Free Email Authentication Checker
Verify SPF, DKIM, DMARC, and BIMI records for any domain. Protect your domain from email spoofing and phishing attacks.
What Is Email Authentication?
Email authentication is a set of DNS-based protocols that verify whether an email actually came from the domain it claims to be from. Without these records, anyone can send emails pretending to be your domain — enabling phishing attacks, business email compromise, and brand damage.
The Three Pillars
SPF (Sender Policy Framework)
A DNS TXT record that lists which mail servers are authorized to send email on behalf of your domain. Receiving servers check if the sending IP is in your SPF record. Without SPF, any server can impersonate your domain.
DKIM (DomainKeys Identified Mail)
Adds a cryptographic signature to outgoing emails. The receiving server verifies the signature against a public key in your DNS. This proves the email wasn't altered in transit and came from an authorized sender.
DMARC (Domain-based Message Authentication, Reporting & Conformance)
Ties SPF and DKIM together with a policy that tells receivers what to do when authentication fails: monitor (none), quarantine, or reject. DMARC also provides reporting so you can see who's sending email as your domain.
What About BIMI?
BIMI (Brand Indicators for Message Identification) displays your brand's logo next to emails in supported clients like Gmail and Apple Mail. It requires a valid DMARC policy with enforcement (quarantine or reject). BIMI improves email trust and brand recognition.
Why This Matters
According to the FBI, business email compromise caused over $2.7 billion in losses in 2023 alone. Properly configured email authentication dramatically reduces the risk of your domain being used in phishing campaigns.

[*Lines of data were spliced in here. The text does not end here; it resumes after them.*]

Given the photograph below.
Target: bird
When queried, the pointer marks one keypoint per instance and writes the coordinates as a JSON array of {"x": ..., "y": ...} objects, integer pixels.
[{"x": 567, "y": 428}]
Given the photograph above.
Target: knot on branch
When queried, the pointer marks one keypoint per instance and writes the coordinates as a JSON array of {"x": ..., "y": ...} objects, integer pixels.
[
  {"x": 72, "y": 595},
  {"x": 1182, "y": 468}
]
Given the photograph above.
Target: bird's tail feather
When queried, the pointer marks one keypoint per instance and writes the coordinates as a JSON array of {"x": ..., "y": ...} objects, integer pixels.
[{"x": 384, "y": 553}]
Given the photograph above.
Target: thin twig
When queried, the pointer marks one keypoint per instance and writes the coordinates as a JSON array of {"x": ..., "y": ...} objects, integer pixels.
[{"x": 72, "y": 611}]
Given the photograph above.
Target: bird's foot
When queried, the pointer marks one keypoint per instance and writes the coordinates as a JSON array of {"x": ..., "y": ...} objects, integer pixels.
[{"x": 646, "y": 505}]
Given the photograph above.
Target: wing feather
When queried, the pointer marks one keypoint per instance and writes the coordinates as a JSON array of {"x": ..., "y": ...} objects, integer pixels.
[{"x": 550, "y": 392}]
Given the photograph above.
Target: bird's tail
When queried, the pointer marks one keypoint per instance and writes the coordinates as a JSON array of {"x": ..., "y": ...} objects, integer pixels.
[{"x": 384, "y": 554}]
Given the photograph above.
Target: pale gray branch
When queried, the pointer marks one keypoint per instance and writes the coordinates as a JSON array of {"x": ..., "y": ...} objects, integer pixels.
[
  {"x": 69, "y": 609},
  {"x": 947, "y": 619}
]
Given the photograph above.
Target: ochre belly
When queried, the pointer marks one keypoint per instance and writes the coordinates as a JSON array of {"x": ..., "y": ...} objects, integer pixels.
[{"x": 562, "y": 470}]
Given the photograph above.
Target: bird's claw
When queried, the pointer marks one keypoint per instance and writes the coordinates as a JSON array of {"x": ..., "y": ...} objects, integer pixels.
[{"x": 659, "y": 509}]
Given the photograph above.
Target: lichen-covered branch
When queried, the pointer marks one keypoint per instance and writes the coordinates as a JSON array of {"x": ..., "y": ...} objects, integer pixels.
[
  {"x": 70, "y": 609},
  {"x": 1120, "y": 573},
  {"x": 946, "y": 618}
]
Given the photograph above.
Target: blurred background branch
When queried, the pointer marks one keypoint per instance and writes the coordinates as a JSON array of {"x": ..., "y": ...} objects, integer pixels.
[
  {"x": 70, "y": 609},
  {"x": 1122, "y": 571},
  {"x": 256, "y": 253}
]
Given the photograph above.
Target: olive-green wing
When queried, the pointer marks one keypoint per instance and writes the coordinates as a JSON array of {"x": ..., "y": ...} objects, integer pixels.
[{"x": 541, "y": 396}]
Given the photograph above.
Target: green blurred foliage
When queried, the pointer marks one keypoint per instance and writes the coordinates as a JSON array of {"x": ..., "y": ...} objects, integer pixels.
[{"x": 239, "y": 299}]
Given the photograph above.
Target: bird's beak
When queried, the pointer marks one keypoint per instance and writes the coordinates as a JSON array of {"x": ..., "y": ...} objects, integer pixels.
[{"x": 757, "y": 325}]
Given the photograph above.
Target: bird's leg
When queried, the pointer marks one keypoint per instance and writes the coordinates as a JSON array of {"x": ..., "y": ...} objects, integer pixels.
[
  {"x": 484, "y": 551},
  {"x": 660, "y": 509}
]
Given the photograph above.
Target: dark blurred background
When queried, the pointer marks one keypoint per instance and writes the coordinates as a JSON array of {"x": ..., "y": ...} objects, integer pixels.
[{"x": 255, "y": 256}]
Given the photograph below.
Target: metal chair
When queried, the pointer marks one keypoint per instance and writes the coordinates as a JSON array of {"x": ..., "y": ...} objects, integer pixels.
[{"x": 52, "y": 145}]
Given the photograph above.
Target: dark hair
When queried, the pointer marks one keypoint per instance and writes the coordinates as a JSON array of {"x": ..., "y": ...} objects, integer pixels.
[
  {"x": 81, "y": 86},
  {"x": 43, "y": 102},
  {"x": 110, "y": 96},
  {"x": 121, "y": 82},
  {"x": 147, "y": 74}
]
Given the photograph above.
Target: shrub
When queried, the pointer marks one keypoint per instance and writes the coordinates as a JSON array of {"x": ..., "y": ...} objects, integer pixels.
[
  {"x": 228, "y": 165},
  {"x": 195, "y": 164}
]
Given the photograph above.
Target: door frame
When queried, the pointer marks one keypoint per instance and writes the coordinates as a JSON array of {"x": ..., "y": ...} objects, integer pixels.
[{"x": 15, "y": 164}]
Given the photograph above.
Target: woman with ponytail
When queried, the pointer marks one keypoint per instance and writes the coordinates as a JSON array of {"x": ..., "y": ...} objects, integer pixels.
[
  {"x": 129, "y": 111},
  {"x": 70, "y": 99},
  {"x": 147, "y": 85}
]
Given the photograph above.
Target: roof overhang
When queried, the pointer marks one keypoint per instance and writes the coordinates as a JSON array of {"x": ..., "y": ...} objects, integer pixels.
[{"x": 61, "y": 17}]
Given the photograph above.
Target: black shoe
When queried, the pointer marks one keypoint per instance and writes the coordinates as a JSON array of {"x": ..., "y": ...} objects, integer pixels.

It also improves email deliverability — major providers like Google and Yahoo now require SPF, DKIM, and DMARC for bulk senders.
Common Issues
Missing SPF — Without an SPF record, any server can send email as your domain without failing authentication.
DMARC set to "none" — A DMARC policy of p=none only monitors; it doesn't actually block spoofed emails. Move to quarantine or reject for real protection.
Too many SPF lookups — SPF is limited to 10 DNS lookups. Complex configurations with many includes can exceed this, causing SPF to fail entirely.
No DMARC reporting — Without rua/ruf URIs, you never see who's spoofing your domain. Always add reporting addresses.